What does $d \mathbb{P}(\omega)$ mean in expectation of r.v. $f$?
$$\mathbb{E} f = \int_{\Omega} f(\omega) d \mathbb{P}(\omega)$$
Yes sure it's some "infinitesimal", but should this mean that $\mathbb{P}(\omega)$ is a variable of $f$? Since in elementary integrals:
$$\int_X f(x) dx$$ and $x$ is a variable of $f$.
$\omega \in \Omega$ by def. but why is it $d \mathbb{P}(\omega)$ then and now just $d \omega$?

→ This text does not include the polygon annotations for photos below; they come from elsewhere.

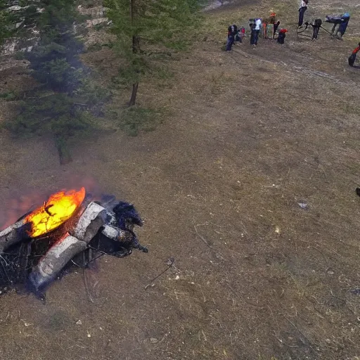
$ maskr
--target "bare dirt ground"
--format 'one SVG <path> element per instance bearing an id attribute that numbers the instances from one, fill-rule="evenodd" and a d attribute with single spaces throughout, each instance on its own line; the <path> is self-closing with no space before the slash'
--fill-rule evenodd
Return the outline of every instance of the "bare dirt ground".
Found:
<path id="1" fill-rule="evenodd" d="M 347 60 L 360 8 L 347 3 L 343 41 L 297 38 L 296 1 L 207 14 L 207 40 L 170 63 L 174 81 L 140 88 L 141 103 L 171 117 L 136 138 L 74 144 L 68 165 L 47 139 L 0 134 L 3 218 L 20 195 L 84 182 L 136 205 L 150 249 L 102 259 L 94 304 L 81 272 L 46 304 L 2 297 L 0 359 L 359 359 L 360 69 Z M 308 18 L 340 7 L 319 1 Z M 229 23 L 273 9 L 290 30 L 284 46 L 220 51 Z M 96 53 L 103 69 L 108 51 Z M 176 267 L 145 290 L 171 257 Z"/>

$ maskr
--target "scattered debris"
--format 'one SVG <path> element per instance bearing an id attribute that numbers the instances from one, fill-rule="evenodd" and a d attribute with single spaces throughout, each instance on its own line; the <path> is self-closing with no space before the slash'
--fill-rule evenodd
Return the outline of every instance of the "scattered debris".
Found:
<path id="1" fill-rule="evenodd" d="M 175 259 L 174 257 L 169 257 L 167 259 L 167 263 L 166 263 L 167 265 L 167 267 L 164 271 L 162 271 L 160 274 L 159 274 L 159 275 L 157 275 L 153 280 L 151 280 L 151 281 L 144 288 L 144 289 L 146 290 L 149 286 L 153 287 L 154 285 L 154 284 L 153 283 L 156 279 L 160 278 L 162 275 L 165 274 L 167 271 L 167 270 L 169 270 L 169 269 L 172 267 L 174 266 L 174 262 L 175 262 Z"/>
<path id="2" fill-rule="evenodd" d="M 25 288 L 44 300 L 47 286 L 75 266 L 103 255 L 124 257 L 141 246 L 133 231 L 141 219 L 131 204 L 85 189 L 53 194 L 0 232 L 0 290 Z"/>
<path id="3" fill-rule="evenodd" d="M 302 208 L 302 209 L 304 209 L 304 210 L 307 210 L 309 209 L 308 207 L 308 205 L 306 202 L 297 202 L 297 205 Z"/>

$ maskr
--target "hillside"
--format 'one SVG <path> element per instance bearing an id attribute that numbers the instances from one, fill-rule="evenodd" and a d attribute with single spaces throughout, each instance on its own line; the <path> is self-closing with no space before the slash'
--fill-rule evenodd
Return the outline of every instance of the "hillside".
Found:
<path id="1" fill-rule="evenodd" d="M 131 124 L 104 116 L 66 165 L 51 139 L 1 130 L 3 223 L 83 184 L 135 204 L 150 251 L 101 259 L 94 303 L 79 274 L 56 282 L 46 305 L 3 296 L 0 359 L 359 359 L 360 69 L 347 65 L 357 3 L 319 0 L 305 16 L 350 11 L 343 41 L 298 38 L 295 0 L 205 13 L 193 46 L 139 86 L 155 119 L 130 136 Z M 271 11 L 289 29 L 283 46 L 260 39 L 253 50 L 248 38 L 221 50 L 229 24 Z M 106 43 L 101 32 L 88 44 Z M 121 62 L 108 46 L 82 58 L 105 86 Z M 1 60 L 1 93 L 32 89 L 25 65 Z M 118 111 L 129 93 L 114 94 Z M 0 121 L 12 106 L 0 99 Z"/>

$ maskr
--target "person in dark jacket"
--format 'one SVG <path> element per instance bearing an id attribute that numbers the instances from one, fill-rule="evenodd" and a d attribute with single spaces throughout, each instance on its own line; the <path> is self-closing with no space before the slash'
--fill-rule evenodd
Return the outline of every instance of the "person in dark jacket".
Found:
<path id="1" fill-rule="evenodd" d="M 235 37 L 238 33 L 238 27 L 235 25 L 228 27 L 228 41 L 226 43 L 226 51 L 231 51 L 235 41 Z"/>
<path id="2" fill-rule="evenodd" d="M 360 42 L 358 44 L 357 48 L 354 49 L 352 53 L 349 57 L 349 65 L 350 66 L 354 66 L 354 63 L 355 63 L 355 60 L 356 60 L 356 55 L 359 51 L 360 51 Z"/>
<path id="3" fill-rule="evenodd" d="M 280 21 L 278 21 L 275 24 L 274 24 L 274 30 L 273 30 L 273 39 L 275 39 L 275 34 L 278 31 L 278 27 L 280 26 Z"/>
<path id="4" fill-rule="evenodd" d="M 307 4 L 309 4 L 309 0 L 301 0 L 300 7 L 299 8 L 299 27 L 302 25 L 304 23 L 304 14 L 305 11 L 307 10 Z"/>
<path id="5" fill-rule="evenodd" d="M 312 40 L 318 39 L 318 34 L 320 27 L 323 25 L 323 20 L 321 19 L 315 19 L 314 22 L 311 24 L 312 26 Z"/>
<path id="6" fill-rule="evenodd" d="M 338 34 L 340 33 L 340 36 L 338 37 L 340 39 L 342 39 L 342 37 L 344 36 L 344 34 L 345 33 L 345 31 L 347 28 L 347 25 L 349 24 L 349 20 L 350 20 L 350 14 L 349 13 L 345 13 L 342 17 L 341 17 L 341 22 L 339 25 L 339 27 L 338 29 L 338 31 L 335 33 L 335 36 L 338 36 Z"/>
<path id="7" fill-rule="evenodd" d="M 279 44 L 281 44 L 281 45 L 283 45 L 285 43 L 285 38 L 286 37 L 287 32 L 288 30 L 286 29 L 281 29 L 278 32 L 278 42 Z"/>

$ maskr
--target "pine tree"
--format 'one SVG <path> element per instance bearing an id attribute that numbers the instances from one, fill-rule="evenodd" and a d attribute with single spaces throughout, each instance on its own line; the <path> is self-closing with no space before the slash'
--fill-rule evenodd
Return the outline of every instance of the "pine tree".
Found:
<path id="1" fill-rule="evenodd" d="M 184 34 L 198 20 L 197 0 L 105 0 L 111 31 L 117 46 L 127 60 L 132 82 L 129 106 L 135 104 L 141 76 L 149 70 L 150 49 L 176 49 Z"/>
<path id="2" fill-rule="evenodd" d="M 83 44 L 75 32 L 79 16 L 75 1 L 28 1 L 25 5 L 21 21 L 39 31 L 39 40 L 24 55 L 39 86 L 31 96 L 18 96 L 19 115 L 5 126 L 16 135 L 51 134 L 64 164 L 71 161 L 68 139 L 89 128 L 93 109 L 108 94 L 91 84 L 79 58 Z"/>

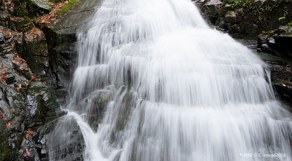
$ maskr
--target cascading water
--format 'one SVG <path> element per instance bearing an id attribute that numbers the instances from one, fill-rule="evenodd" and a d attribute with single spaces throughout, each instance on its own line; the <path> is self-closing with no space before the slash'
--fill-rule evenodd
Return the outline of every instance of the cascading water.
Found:
<path id="1" fill-rule="evenodd" d="M 85 160 L 292 161 L 292 117 L 266 65 L 191 0 L 104 0 L 91 19 L 66 108 Z"/>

Part of what might be confusing to you already shows up in discrete probability. Here is an example: we roll a fair die, and let $X$ be the resulting number. We (that is, math teachers) say things like, the expected value of $X$ is $EX=\sum_{i=1}^6 i (1/6)$ and the expected value of $X^2$ is $EX^2=\sum_{i=1}^6 i^2 (1/6)$. Suppose we also roll an unfair die, and call the result $Y$, for which $P(Y=i) = p_i$ where not all the $p_i$ values are $1/6$. We say the expectations of $Y$ and $Y^2$ are $EY=\sum_{i=1}^6 i p_i$ and $EY^2 = \sum_{i=1}^6 i^2p_i$. In all cases the expectation is a weighted sum of the value we are talking about, and the system of weights we assign to the fundamental outcomes. In more advanced textbooks you will often see expressions like $EX=\int_\Omega X(\omega) P(d\omega)$, where $\omega$ plays the role of $i$ in my examples in this paragraph, where $P(\omega)$ plays the role of $p_i$ and so on.
In this way, we think of expectations as arising from two ingredients: a random quantity and the corresponding probability distribution. In your case, the expression $f(\omega)$ is the random quantity whose expectation we seek, and $d \mathbb P(\omega)$ is the corresponding probability distribution.
You might be also confused by the use of the letter $f$, which in textbooks is often used more-or-less exclusively as part of the probability law specification. Your example, however, is not an instance.